Stallman also expressed optimism that Congress could pass a Water Resources Development bill to make long-overdue upgrades to our waterways transportation system - noting that both the House and Senate have passed the waterways bill.

Stallman said that farmers and ranchers across the U.S. also need effective, long-term solutions to agricultural labor shortages. He cited a Californian Farm Bureau study that found 71 percent of tree fruit growers and nearly 80 percent of raisin and berry growers were unable to find enough employees to prune trees and vines of pick crops.

"When you have that many farmers unable to get the workers they need, you have a crisis in farm country, and you have a crisis for Americans who want their food grown in the United States...and want it to meet their definition of affordable to boot," Stallman said. "We need to tell Congress to get this job done now."

In addition to federal policies, Stallman highlighted other legal and regulatory concerns, including the right to privacy, biotech labeling and legal challenges with the Environmental Protection Agency.

"Privacy is an issue that has grown in relevance and concern for many farmers and ranchers," Stallman noted, whether it involves data collected on the farm or by federal agencies. Last year, AFBF sued the EPA to stop release of information about farmers and ranchers and continues to seek a court ruling making it permanent.

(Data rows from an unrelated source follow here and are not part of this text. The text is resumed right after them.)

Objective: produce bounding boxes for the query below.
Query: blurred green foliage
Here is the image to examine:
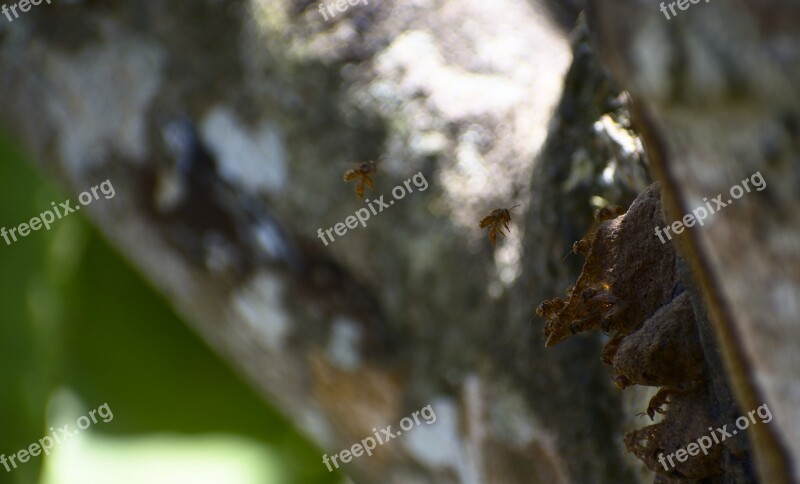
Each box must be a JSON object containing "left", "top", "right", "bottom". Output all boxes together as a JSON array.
[{"left": 0, "top": 135, "right": 340, "bottom": 484}]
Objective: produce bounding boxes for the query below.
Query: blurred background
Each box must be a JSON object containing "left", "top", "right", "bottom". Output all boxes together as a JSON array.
[{"left": 0, "top": 134, "right": 339, "bottom": 483}]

Farm Bureau has also been working through the courts to stop EPA's attempts to broaden its regulatory reach. Disappointed with a loss in its case against the EPA's Chesapeake Bay pollution limit rules, AFBF, along with Pennsylvania Farm Bureau, has appealed the ruling.

"Once again, we are saddled-up for the long ride in our fight for rational regulations that allow farmers to continue feeding America," Stallman said.

Stallman highlighted West Virginia poultry grower Lois Alt's court battle against EPA's unlawful water regulations as a testament to the powerful results that can be achieved when people work for the good of the whole. The audience gave Alt and her husband a standing ovation in recognition of their efforts.